Agent Autonomy — Field Guide

🧭 9 chapters · the autonomy spectrum · agent loops · human-in-the-loop · durable execution · guardrails · go deeper with the LangGraph autonomy deep-dive →

01. The Autonomy Spectrum

There are two main ways to build a system. Workflows have predetermined code paths. They are designed to operate in a certain order. Agents are different. They are dynamic. Agents define their own processes and tool usage. Workflows give you a fixed sequence that runs step by step. Agents can adapt and choose their own path as they go. Many systems actually combine both ideas. You get the predictability of a fixed plan with the flexibility to change based on new information. That blend is common in real applications. For example, an agent might use a workflow for routine checks. That keeps things reliable. Then it switches to dynamic decision making for open ended problems. This way you do not lose control. But you also get the ability to handle unexpected tasks. So think of it as a spectrum.
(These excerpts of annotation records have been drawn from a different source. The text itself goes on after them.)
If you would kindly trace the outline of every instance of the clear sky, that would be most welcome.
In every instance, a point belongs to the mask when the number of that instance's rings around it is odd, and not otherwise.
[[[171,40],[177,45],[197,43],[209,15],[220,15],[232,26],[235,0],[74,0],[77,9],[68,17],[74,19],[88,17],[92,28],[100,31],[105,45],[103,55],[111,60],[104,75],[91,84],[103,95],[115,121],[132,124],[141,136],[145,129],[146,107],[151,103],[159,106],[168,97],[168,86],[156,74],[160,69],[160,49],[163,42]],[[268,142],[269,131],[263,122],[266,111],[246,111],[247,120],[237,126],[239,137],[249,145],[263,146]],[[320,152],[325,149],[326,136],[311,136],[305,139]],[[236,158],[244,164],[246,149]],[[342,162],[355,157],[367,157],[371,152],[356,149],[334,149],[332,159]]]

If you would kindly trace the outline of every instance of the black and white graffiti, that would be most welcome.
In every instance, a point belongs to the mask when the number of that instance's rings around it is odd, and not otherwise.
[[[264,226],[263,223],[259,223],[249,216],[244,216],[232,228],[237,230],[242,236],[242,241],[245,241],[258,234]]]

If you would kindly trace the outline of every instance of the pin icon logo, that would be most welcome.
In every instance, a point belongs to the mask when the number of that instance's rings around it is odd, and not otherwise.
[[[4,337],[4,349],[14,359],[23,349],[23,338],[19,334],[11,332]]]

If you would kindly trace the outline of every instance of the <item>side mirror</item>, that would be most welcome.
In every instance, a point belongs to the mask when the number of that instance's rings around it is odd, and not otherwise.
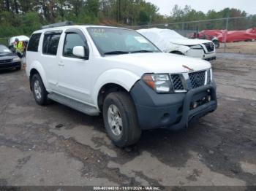
[[[73,47],[72,53],[74,55],[80,58],[86,57],[85,48],[83,46],[77,46]]]

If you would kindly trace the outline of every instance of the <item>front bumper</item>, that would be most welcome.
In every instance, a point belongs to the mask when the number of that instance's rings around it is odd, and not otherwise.
[[[212,112],[217,107],[215,83],[192,89],[187,93],[158,94],[140,80],[130,93],[142,129],[181,129],[192,119]],[[191,109],[192,102],[207,96],[211,96],[210,101]]]
[[[10,69],[18,68],[20,66],[21,66],[20,61],[0,63],[0,70]]]

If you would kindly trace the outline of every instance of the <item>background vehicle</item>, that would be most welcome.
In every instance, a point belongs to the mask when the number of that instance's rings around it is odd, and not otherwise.
[[[89,115],[102,113],[118,147],[137,142],[143,129],[181,129],[217,108],[210,63],[161,52],[132,30],[39,30],[30,39],[26,63],[38,104],[51,99]]]
[[[148,38],[165,52],[208,61],[216,59],[215,47],[211,41],[189,39],[170,29],[153,28],[137,31]]]
[[[6,46],[0,44],[0,69],[21,69],[20,58]]]
[[[15,49],[13,47],[13,44],[15,42],[15,39],[18,38],[19,41],[22,41],[24,43],[25,47],[26,47],[26,45],[29,41],[29,37],[24,36],[24,35],[20,35],[20,36],[12,36],[9,39],[9,48],[15,52]]]
[[[214,43],[215,47],[219,48],[219,41],[217,36],[210,36],[206,34],[204,34],[203,32],[198,33],[195,32],[189,35],[190,39],[207,39],[207,40],[211,40]]]

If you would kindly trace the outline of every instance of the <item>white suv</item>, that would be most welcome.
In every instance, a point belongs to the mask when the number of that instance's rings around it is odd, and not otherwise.
[[[102,113],[116,145],[135,144],[142,130],[181,129],[217,109],[210,63],[162,52],[132,30],[55,26],[34,32],[28,44],[35,101]]]

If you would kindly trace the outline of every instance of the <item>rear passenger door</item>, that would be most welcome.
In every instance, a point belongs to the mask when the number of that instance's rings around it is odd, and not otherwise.
[[[72,54],[74,47],[89,48],[86,36],[79,29],[67,29],[63,35],[62,52],[59,63],[58,91],[65,96],[90,104],[91,71],[89,68],[91,62],[90,58],[86,60]]]
[[[42,66],[46,71],[50,90],[56,91],[58,83],[58,50],[62,31],[48,31],[44,34],[42,46]]]

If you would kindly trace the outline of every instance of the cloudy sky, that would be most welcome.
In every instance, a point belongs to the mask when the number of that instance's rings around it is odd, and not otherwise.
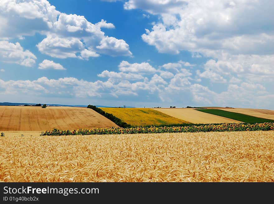
[[[273,8],[0,0],[0,102],[273,110]]]

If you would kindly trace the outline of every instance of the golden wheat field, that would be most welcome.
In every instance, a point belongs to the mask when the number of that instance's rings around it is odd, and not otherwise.
[[[163,113],[193,123],[242,122],[230,118],[204,113],[193,108],[152,108]],[[225,109],[230,110],[229,109]]]
[[[0,137],[0,181],[273,182],[272,131]]]
[[[128,124],[134,126],[165,125],[167,124],[189,123],[182,120],[150,108],[100,108]]]

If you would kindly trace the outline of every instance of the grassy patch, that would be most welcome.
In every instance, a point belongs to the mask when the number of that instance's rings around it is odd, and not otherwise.
[[[120,119],[132,126],[190,123],[148,108],[101,108],[101,109]]]
[[[262,118],[252,116],[245,114],[226,111],[218,109],[195,109],[197,111],[203,112],[207,113],[222,116],[228,118],[233,119],[239,121],[251,124],[257,123],[264,123],[266,122],[274,122],[274,120],[269,119]]]

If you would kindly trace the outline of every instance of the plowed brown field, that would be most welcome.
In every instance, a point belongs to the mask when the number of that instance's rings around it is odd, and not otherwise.
[[[220,109],[220,110],[223,110]],[[254,117],[274,120],[274,111],[265,109],[253,109],[237,108],[233,109],[223,109],[224,111],[242,113]]]
[[[0,106],[0,131],[44,131],[118,127],[90,108]]]
[[[242,122],[230,118],[204,113],[192,108],[152,108],[167,115],[193,123]],[[230,110],[226,109],[225,110]]]

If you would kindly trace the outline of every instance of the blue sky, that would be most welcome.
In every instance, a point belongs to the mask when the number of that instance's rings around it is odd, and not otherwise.
[[[273,110],[274,2],[1,0],[0,102]]]

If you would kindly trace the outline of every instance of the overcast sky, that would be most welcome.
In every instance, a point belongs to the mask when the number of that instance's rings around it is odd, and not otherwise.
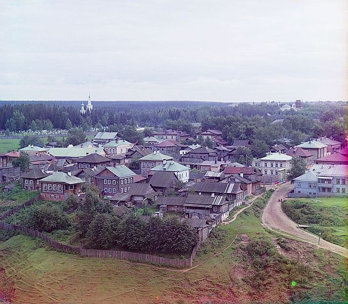
[[[0,100],[346,100],[344,1],[0,2]]]

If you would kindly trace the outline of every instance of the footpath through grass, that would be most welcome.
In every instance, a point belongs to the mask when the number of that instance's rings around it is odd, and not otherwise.
[[[345,247],[347,244],[347,199],[288,199],[282,208],[292,220],[310,226],[307,230],[331,243]]]
[[[299,244],[304,243],[287,239],[281,243],[288,257],[280,253],[279,240],[261,226],[260,207],[266,201],[258,199],[236,220],[213,232],[194,265],[203,263],[185,273],[81,258],[14,236],[0,244],[0,290],[14,288],[13,302],[18,303],[344,302],[344,258],[307,244],[302,250]],[[230,247],[204,262],[237,234]]]

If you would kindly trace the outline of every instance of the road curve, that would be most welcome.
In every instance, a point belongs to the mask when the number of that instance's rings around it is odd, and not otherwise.
[[[262,223],[268,229],[283,232],[284,234],[293,236],[301,241],[318,246],[319,237],[297,227],[297,224],[289,218],[282,210],[279,199],[284,199],[293,188],[290,183],[286,183],[277,189],[270,197],[262,213]],[[330,250],[345,257],[348,250],[340,246],[321,239],[319,247]]]

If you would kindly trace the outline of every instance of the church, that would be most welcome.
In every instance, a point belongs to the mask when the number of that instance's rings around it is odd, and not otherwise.
[[[87,105],[86,107],[86,109],[85,109],[85,104],[84,102],[82,102],[81,104],[81,109],[80,110],[80,112],[82,115],[86,114],[88,111],[89,113],[90,113],[92,110],[93,109],[93,105],[92,104],[92,101],[91,101],[91,96],[88,96],[88,102],[87,102]]]

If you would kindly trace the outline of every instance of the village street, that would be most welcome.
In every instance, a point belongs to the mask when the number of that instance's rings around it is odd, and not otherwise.
[[[318,237],[297,228],[297,224],[289,218],[282,210],[279,199],[284,199],[293,186],[290,183],[287,183],[276,190],[263,211],[263,224],[270,230],[282,232],[285,235],[293,236],[301,241],[318,246]],[[320,240],[319,247],[343,256],[348,256],[348,250],[346,248],[322,239]]]

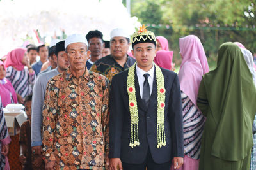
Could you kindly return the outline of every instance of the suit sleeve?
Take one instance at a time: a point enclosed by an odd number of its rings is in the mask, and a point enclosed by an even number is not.
[[[207,116],[207,111],[209,106],[208,100],[206,96],[205,87],[204,79],[202,80],[199,86],[198,95],[197,96],[197,106],[200,110],[203,115]]]
[[[172,155],[173,157],[184,157],[181,92],[179,78],[177,74],[175,74],[171,89],[168,111],[172,136]]]
[[[104,85],[103,89],[103,97],[102,97],[102,113],[101,124],[103,127],[103,133],[104,135],[105,140],[105,153],[108,157],[109,153],[109,85],[108,80],[106,79]]]
[[[39,77],[33,89],[31,106],[31,146],[42,145],[41,127],[42,122],[42,108],[45,90],[43,90]]]
[[[109,99],[109,158],[120,158],[121,134],[124,121],[122,92],[118,88],[118,80],[114,76],[110,89]]]

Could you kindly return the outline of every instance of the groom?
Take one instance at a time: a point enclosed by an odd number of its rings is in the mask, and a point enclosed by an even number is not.
[[[110,169],[175,169],[183,164],[183,124],[177,74],[154,64],[155,35],[132,36],[137,62],[113,76],[110,94]]]

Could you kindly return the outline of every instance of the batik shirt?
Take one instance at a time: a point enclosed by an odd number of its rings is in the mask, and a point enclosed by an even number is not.
[[[111,55],[109,55],[95,62],[90,70],[106,76],[109,81],[111,81],[113,76],[128,69],[135,62],[134,59],[127,55],[127,61],[123,67],[117,63]]]
[[[108,155],[109,83],[68,69],[48,83],[43,107],[43,150],[54,169],[103,169]]]

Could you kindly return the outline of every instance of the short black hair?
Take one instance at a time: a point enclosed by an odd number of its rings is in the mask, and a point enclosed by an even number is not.
[[[90,39],[94,38],[94,37],[100,38],[103,42],[103,34],[100,31],[99,31],[97,29],[89,31],[89,32],[86,36],[86,38],[87,39],[87,42],[89,43]]]
[[[31,46],[28,48],[27,52],[29,53],[31,50],[36,50],[37,52],[36,47],[35,46]]]
[[[28,102],[28,101],[32,101],[32,94],[29,94],[27,96],[26,96],[25,99],[24,99],[24,104],[25,103]]]
[[[37,47],[37,52],[39,52],[40,48],[41,47],[44,47],[44,46],[45,46],[45,45],[42,45],[38,46]]]

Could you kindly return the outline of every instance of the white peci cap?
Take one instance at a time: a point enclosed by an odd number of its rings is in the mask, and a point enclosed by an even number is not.
[[[76,43],[83,43],[86,45],[87,44],[87,39],[85,38],[85,36],[83,36],[82,34],[72,34],[68,36],[65,40],[65,50],[66,50],[67,46],[70,44]]]

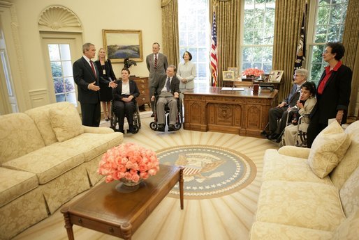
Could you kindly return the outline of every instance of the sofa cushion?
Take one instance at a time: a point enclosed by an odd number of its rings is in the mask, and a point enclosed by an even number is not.
[[[332,184],[328,176],[323,179],[318,177],[307,159],[282,155],[274,149],[268,149],[264,154],[262,179],[263,181],[302,181]]]
[[[339,193],[347,216],[359,211],[359,167],[346,180]]]
[[[81,150],[52,145],[7,161],[3,166],[35,173],[39,184],[44,184],[83,162]]]
[[[345,129],[351,138],[351,145],[344,157],[330,173],[330,179],[334,186],[340,189],[351,173],[359,166],[359,121],[351,124]]]
[[[38,186],[36,175],[0,168],[0,207]]]
[[[36,125],[22,113],[0,115],[0,165],[45,147]]]
[[[337,189],[316,182],[266,181],[257,221],[334,231],[345,218]]]
[[[81,118],[72,104],[62,109],[49,109],[50,120],[56,138],[63,142],[84,133]]]
[[[48,146],[57,142],[55,132],[52,129],[52,126],[50,120],[50,109],[63,109],[69,106],[73,106],[71,103],[61,102],[41,106],[25,111],[25,113],[29,115],[34,122],[35,122],[46,145]]]
[[[313,172],[321,178],[327,176],[342,160],[350,142],[337,121],[323,129],[314,139],[308,159]]]
[[[358,240],[358,236],[359,210],[357,210],[335,230],[332,240]]]
[[[65,148],[73,148],[83,153],[85,161],[90,161],[108,150],[119,145],[123,140],[122,133],[107,134],[82,134],[58,145]]]
[[[255,222],[251,229],[251,240],[330,240],[332,233],[272,223]]]

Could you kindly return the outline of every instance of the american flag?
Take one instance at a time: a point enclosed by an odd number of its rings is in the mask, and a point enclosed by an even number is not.
[[[216,12],[213,12],[212,23],[211,69],[213,79],[212,86],[217,86],[217,26],[216,25]]]

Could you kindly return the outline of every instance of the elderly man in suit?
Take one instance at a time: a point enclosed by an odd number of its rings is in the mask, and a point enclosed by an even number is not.
[[[151,89],[151,85],[153,83],[154,80],[156,79],[156,77],[166,74],[166,71],[168,66],[167,56],[159,53],[159,44],[158,42],[154,42],[152,45],[152,54],[146,57],[146,65],[147,66],[147,70],[149,72],[148,77],[149,89]],[[151,97],[151,94],[149,95],[149,97]],[[151,102],[151,108],[152,110],[154,109],[154,102]],[[151,115],[151,117],[153,117],[154,115],[154,113],[152,113],[152,115]]]
[[[117,84],[100,77],[96,65],[91,61],[95,57],[95,45],[87,42],[82,45],[84,55],[73,63],[73,79],[78,85],[78,101],[81,104],[82,125],[98,127],[101,118],[100,83],[109,88]]]
[[[293,85],[289,95],[275,108],[272,108],[269,111],[269,130],[270,134],[267,134],[264,131],[263,135],[266,135],[270,140],[279,142],[283,130],[287,124],[286,119],[291,109],[295,109],[297,111],[291,111],[288,120],[291,122],[293,115],[298,112],[296,109],[297,101],[300,95],[300,86],[308,78],[308,71],[304,68],[298,69],[294,73],[294,84]],[[280,118],[279,123],[277,124],[277,120]]]
[[[170,65],[167,67],[166,74],[157,77],[151,87],[152,95],[151,101],[154,102],[156,96],[159,96],[156,111],[159,131],[165,131],[165,105],[166,104],[168,104],[170,109],[168,131],[175,130],[175,125],[177,115],[177,99],[180,97],[180,80],[177,78],[175,72],[176,67]]]

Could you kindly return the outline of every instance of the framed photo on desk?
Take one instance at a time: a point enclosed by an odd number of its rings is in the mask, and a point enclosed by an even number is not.
[[[222,71],[223,81],[234,81],[235,72],[233,71]]]

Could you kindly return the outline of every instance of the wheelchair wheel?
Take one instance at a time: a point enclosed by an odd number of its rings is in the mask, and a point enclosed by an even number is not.
[[[157,130],[159,125],[154,122],[151,122],[151,123],[149,123],[149,127],[152,130]]]
[[[138,130],[140,130],[138,126],[133,126],[133,134],[137,134]]]

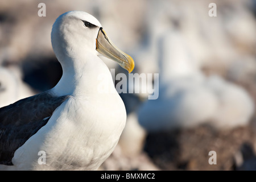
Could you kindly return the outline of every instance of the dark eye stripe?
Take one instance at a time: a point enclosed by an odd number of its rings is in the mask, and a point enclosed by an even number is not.
[[[92,23],[90,23],[90,22],[88,22],[87,21],[84,21],[84,20],[82,20],[82,22],[84,22],[84,24],[85,27],[88,27],[88,28],[94,28],[96,27],[97,26]]]

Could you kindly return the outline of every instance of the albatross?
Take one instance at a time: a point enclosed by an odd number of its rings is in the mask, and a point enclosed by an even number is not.
[[[51,89],[0,108],[1,169],[96,170],[125,127],[124,104],[100,57],[129,72],[133,59],[85,12],[61,15],[51,36],[63,76]]]

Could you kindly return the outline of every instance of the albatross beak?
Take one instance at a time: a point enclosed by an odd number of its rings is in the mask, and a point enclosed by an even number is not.
[[[133,58],[116,47],[101,27],[96,39],[96,50],[104,56],[117,61],[122,67],[131,72],[134,68]]]

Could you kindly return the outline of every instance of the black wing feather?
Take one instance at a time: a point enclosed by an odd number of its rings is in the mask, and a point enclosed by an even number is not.
[[[68,97],[46,92],[0,108],[0,164],[13,165],[15,150],[46,125]]]

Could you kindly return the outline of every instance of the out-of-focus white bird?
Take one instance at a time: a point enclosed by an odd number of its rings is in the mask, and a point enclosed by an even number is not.
[[[18,68],[0,67],[0,107],[36,94],[22,80]]]
[[[249,122],[254,105],[244,89],[205,77],[179,31],[170,30],[159,40],[159,97],[146,101],[138,111],[146,129],[191,127],[209,121],[224,129]]]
On one end you have strict workflows. On the other end you have free agents. Most real systems sit somewhere in between. They mix the two approaches to get the best of both worlds.

02. Levels Of Autonomy

A single call to a large language model can write a poem or a joke. That is the simplest level. Next, you might chain several calls in a fixed order. For example, an agent can write a story, then a joke, then a poem. But each step is predetermined. To add flexibility, you can use a router. The router decides which task to run based on the user’s request. That gives the model more control. The next level gives the model access to tools. An agent can call a tool to write a file or run a query. But you may want to pause for approval when the action is risky. That is where conditional interrupts come in. Finally, the agent can run in a loop. It remembers past interactions using short-term memory. It chooses its own next action and can decide when the task is done. Only climb to a higher level when the problem demands that extra freedom. For simple tasks, a single call or fixed chain is enough. More complex tasks need the ability to use tools or make decisions on the fly. That trade-off keeps the system efficient. Each jump adds power but also complexity. So you only take that step when the problem truly needs it.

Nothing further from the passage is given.